Em novembro de 2005,a Rede Globo mal pôde esperar a abertura da 4º Cúpula das Américas, em Mar del Plata, para assestar suas baterias contra a liderança sul-americana mais odiada pelo protofascismo de Washington: Hugo Chávez. No Jornal Nacional de 2/11, o presidente venezuelano foi apresentado como alguém que "mudou a Constituição, aumentou o mandato presidencial, nomeou mais 12 juízes para a Corte Suprema e instituiu um rígido controle sobre os meios de comunicação". Esqueceram de mencionar a tentativa de golpe e o papel ativo das emissoras Venevisión, Globovisión e da RCTV. É certo que, em dados momentos históricos, o que a língua separa o método une. E a simbiose não cessa sem rupturas dramáticas.

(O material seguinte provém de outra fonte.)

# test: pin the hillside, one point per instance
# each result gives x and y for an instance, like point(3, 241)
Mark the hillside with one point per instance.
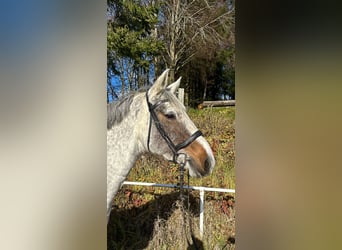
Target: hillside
point(151, 218)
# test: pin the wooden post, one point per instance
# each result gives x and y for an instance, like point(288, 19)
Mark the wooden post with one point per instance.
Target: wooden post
point(181, 95)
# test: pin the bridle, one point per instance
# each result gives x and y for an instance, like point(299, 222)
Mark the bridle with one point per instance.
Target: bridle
point(177, 157)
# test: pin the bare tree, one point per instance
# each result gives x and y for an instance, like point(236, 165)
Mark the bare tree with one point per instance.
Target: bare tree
point(186, 26)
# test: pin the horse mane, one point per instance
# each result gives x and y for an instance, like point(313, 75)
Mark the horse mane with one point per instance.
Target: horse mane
point(117, 111)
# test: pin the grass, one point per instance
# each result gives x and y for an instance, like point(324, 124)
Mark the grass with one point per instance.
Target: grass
point(151, 218)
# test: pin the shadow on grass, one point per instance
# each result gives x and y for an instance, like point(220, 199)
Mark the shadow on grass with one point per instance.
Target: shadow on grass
point(132, 228)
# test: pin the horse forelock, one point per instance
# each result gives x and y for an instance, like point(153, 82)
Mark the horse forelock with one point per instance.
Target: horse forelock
point(117, 111)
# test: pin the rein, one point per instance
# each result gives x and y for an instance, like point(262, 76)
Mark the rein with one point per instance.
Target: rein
point(178, 158)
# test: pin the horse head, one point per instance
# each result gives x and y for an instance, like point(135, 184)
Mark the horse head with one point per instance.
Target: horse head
point(171, 131)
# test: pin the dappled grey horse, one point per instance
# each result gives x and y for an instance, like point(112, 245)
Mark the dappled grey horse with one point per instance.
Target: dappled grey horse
point(153, 121)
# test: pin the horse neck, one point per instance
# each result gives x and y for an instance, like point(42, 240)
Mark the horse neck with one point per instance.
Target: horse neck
point(129, 137)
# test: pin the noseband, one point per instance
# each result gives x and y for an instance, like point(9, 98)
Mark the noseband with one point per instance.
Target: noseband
point(174, 148)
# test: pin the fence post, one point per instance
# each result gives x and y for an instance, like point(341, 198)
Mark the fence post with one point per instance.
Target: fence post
point(181, 95)
point(201, 211)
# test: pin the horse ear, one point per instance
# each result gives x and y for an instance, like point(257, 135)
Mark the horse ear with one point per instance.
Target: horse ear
point(174, 86)
point(160, 83)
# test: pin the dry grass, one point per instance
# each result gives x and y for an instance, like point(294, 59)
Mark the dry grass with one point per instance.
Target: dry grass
point(152, 218)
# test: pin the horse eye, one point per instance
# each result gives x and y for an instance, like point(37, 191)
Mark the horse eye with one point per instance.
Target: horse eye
point(170, 116)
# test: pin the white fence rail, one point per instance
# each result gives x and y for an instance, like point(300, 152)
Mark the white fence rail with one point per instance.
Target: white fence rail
point(200, 189)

Dois dias depois, seria a vez de o dublê de comentarista e bufão Arnaldo Jabor tratar Chávez "como leão de chácara que ataca os Estados Unidos em nome de um socialismo delirante", alertando que "atrás dele iriam os governos fracassados de Lula e Kirchner". Numa linguagem desabrida, beirando a vulgaridade, intenções e gestos mostraram quem são os alvos da ofensiva conservadora. Tanto no âmbito interno como no cenário internacional as cartas estão dadas.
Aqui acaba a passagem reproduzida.